Microsoft's Internet Explorer 9 beta Web browser beat the competition on malware protection, an NSS Labs report finds.
It's one step forward and one back for security on Microsoft's Internet Explorer browser. A malware security report by NSS Labs found Windows Internet Explorer 9 beta caught an “exceptional” 99 percent of the live threats, leading the non-IE pack by 80 percent. Mozilla Firefox 3.6 caught 19 percent of the live threats, down 10 percent from the NSS Labs test conducted in the first quarter of 2010. IE9's protection includes SmartScreen URL filtering, which is included in IE8 as well as SmartScreen application reputation, which is new to IE9.
The report noted Apple’s Safari 5 browser caught 11 percent of the live threats, with overall protection declining 18 percent from Q1 2010. Google Chrome 6 caught just three percent of the live threats, down 14 percent from the Q1 2010 test and Opera 10 brought up the rear—the browser caught zero percent of the live threats. The report concluded the browser provides virtually no protection against socially engineered malware. From an initial list of 8,000 new suspicious sites, 1,209 potentially malicious URLs were prescreened for inclusion in the test and were available at the time of entry into the test. These were successfully accessed by the browsers in at least one run. On average, 124 new URLs were added to the test set per day. NSS Labs then assessed the browsers’ ability to block malicious URLs as quickly as they found them on the Internet, and continued testing them every six hours to determine how long it took a vendor to add protection.
Trends show Safari and Firefox converging at a protection rate just under 20 percent, indicating that while they share the Google Safe Browser feed, there is a difference in each browser’s implementation. The report noted the mean time to block a site (if it is blocked at all) was16.4 hours, and noted Chrome (with a mean time of 17.8 hours) and Safari (nearly 37.5 hours) were above average at adding new blocks. With the exception of Opera, which failed to block a single malware download, all browsers blocked at least one malware download, according to NSS Labs data.
“It became obvious from this test and comparisons to the earlier test that Microsoft continues to improve their IE malware protection in Internet Explorer 8 (through its SmartScreen Filter technology) and in Internet Explorer 9 (with the addition of SmartScreen application reputation technology). With a unique URL blocking score of 94 percent and over-time protection rating of 99 percent, Internet Explorer 9 was by far the best at protecting against socially-engineered malware,”

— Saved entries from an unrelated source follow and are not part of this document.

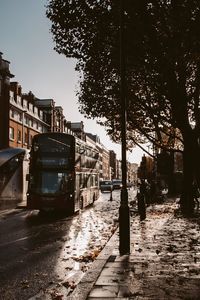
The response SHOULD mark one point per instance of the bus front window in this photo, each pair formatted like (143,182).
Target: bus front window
(52,182)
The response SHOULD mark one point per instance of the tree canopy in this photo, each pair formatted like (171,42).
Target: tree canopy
(162,62)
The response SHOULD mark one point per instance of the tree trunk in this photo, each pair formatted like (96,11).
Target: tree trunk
(190,170)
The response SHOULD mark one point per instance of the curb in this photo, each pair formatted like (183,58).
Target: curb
(84,287)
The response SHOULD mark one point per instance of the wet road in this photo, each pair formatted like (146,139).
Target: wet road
(38,251)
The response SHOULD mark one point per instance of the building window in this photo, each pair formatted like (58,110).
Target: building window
(26,120)
(19,136)
(19,100)
(11,133)
(30,107)
(25,103)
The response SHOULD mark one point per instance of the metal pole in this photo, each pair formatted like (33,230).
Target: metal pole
(124,213)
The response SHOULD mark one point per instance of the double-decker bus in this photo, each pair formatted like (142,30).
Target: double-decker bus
(63,173)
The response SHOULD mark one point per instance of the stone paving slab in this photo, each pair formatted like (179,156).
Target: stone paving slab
(164,262)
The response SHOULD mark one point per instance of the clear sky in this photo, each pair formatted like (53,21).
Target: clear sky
(26,42)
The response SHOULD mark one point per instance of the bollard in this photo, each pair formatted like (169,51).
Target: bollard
(141,206)
(111,196)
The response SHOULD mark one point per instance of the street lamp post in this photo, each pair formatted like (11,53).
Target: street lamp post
(124,213)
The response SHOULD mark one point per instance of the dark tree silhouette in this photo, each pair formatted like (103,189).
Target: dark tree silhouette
(162,45)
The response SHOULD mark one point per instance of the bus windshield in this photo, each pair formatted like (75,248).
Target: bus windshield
(51,182)
(53,152)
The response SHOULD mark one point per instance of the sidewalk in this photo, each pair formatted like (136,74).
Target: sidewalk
(164,262)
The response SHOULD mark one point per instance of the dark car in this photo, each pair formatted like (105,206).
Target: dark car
(117,184)
(106,186)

the report concluded. “The 89 percent zero-hour block rate suggests a far superior malware identification, collection, and classification method,” the report noted. The test, conducted in September 2010, was the company’s fourth test of Web browser protection against socially engineered malware—which the company said is the most common and impactful security threat facing Internet users today. This report followed the same Live Testing methodology as the tests conducted in Q1 2009, Q3 2009, and Q1 2010.
The report contains empirically-validated evidence gathered during 11 days of 24 x 7 testing, performed every six hours, over 39 discrete test runs, each one adding fresh new malware URLs. Each product was updated to the most current version available at the time testing began, and allowed access to the live Internet.